The Electronic Intifada Gaza Strip 2 March 2015
The economic siege on Gaza, imposed by Israel and enforced by Egypt for eight years, has affected even the most banal behaviors of the Strip’s 1.8 million residents.
This includes their ability to indulge in their vices, such as smoking.
“Over the past year and a half, prices of cigarettes have tripled, not only doubled,” said Ahmad Abdelhadi, a Palestinian Authority employee.
Abdelhadi has resorted to smoking cigarettes of raw tobacco which he rolls himself. When he has some cash, he splurges on a Greek cigarette called Karelia Royal.
“Though it is not a great cigarette, it is the most available kind of tobacco here and much better than the raw tobacco that I started to roll myself,” Abdelhadi said.

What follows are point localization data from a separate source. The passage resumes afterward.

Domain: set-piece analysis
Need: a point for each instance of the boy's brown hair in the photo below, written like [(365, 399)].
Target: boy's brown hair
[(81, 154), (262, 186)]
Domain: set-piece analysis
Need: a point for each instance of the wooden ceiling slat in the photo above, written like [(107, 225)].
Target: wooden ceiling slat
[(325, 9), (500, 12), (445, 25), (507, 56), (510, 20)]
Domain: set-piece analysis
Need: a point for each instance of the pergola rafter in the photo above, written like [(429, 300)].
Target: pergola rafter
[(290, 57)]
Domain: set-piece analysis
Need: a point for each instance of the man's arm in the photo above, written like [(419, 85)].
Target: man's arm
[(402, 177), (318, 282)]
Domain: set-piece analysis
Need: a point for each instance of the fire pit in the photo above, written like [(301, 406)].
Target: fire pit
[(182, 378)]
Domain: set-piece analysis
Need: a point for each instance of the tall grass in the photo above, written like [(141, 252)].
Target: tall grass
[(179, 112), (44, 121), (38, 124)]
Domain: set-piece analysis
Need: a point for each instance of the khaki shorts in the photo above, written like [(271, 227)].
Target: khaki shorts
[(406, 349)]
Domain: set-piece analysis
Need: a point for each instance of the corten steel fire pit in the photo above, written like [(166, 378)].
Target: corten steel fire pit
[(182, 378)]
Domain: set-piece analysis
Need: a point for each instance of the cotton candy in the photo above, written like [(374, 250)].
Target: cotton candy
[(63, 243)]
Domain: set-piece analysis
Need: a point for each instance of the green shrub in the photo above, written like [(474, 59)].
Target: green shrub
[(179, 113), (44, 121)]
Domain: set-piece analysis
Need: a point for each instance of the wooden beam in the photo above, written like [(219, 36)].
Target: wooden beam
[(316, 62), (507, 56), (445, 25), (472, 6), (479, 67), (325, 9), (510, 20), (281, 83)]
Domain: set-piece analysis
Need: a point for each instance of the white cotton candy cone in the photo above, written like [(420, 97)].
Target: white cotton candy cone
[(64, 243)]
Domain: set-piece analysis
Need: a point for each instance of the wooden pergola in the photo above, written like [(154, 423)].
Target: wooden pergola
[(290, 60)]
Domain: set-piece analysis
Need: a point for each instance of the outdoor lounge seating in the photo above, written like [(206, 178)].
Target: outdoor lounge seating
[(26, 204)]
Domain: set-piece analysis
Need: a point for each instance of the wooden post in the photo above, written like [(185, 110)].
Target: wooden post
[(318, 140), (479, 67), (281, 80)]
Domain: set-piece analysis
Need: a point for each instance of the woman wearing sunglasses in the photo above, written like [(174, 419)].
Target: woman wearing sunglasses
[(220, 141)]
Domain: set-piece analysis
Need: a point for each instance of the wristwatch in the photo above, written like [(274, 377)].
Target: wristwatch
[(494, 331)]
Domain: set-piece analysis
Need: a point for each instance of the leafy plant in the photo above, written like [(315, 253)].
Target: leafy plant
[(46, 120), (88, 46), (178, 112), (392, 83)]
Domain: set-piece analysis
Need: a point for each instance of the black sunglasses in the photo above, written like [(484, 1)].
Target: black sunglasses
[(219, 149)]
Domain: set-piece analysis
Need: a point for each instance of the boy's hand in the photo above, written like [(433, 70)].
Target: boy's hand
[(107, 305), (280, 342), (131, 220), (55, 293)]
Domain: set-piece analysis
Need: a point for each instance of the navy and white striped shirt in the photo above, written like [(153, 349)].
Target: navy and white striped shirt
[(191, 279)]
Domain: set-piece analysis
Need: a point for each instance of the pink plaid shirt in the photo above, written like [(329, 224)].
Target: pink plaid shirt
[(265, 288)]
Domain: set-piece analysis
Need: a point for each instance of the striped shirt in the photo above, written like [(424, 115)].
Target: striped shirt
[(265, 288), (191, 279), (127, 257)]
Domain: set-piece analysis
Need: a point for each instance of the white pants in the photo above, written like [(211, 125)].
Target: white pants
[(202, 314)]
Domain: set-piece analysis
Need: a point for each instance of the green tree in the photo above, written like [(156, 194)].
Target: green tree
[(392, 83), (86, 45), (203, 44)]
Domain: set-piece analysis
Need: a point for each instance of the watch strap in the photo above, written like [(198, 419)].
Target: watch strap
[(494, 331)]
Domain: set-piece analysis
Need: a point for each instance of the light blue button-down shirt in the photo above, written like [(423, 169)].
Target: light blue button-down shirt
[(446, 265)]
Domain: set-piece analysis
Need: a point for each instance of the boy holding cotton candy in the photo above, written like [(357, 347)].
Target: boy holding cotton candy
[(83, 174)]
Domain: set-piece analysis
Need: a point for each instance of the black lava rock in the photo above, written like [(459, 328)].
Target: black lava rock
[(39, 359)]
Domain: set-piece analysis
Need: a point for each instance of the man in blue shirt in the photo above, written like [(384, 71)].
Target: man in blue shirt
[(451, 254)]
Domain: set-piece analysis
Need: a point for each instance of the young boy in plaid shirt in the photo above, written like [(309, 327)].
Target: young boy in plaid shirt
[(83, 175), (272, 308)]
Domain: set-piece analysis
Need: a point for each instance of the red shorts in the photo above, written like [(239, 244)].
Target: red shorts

While many nicotine addicts in Gaza have quit the unhealthy habit, or reduced it for economic reasons, many smokers like Abdelhadi have found a way to acquire cigarettes.
This is despite the scarcity after Egypt’s military government destroyed the tunnels to Gaza following the June 2013 coup that overthrew Egypt’s first elected president, Muhammad Morsi.
Inflated prices
The Anti-Smoking Association in Gaza says that 22 percent of the population of the occupied West Bank and the Gaza Strip are smokers, and that in Gaza alone, 25,000 packs of cigarettes are consumed each day.
According to the group, cigarettes manufactured in Israel or in neighboring Arab countries have recently been imported to Gaza via the Kerem Shalom commercial crossing controlled by Israel and are being sold at inflated prices.
Alaa Abu Daqqa, a cigarette vendor from southern Gaza, said that the Royal label is currently sold for 17 to 20 shekels ($4-5 US) when it previously sold for only 5 shekels or just over $1 US.
“Many customers, especially young men, now buy only a few cigarettes a day, rather than a whole pack,” he explained.
The unemployment rate for Gaza’s general population stands at 40 percent. But the rate among youth is an astonishing 70 percent, according to the aid agency OXFAM.
“Smoking is merely an escape from the pressure,” said Naser Salah, another employee with the Ramallah-based Palestinian Authority.
Salah, who said he says he smokes one pack per day after cutting back from two or three, says that the siege must be lifted so people can feel some relief from that pressure.
Scarcity
The importation restrictions impact tobacco merchants as well as consumers.
“Since the underground tunnels were shut down, our business has slowed down considerably, with about a 70 percent decrease,” the owner of the al-Sultan tobacco store in the central Gaza Strip said.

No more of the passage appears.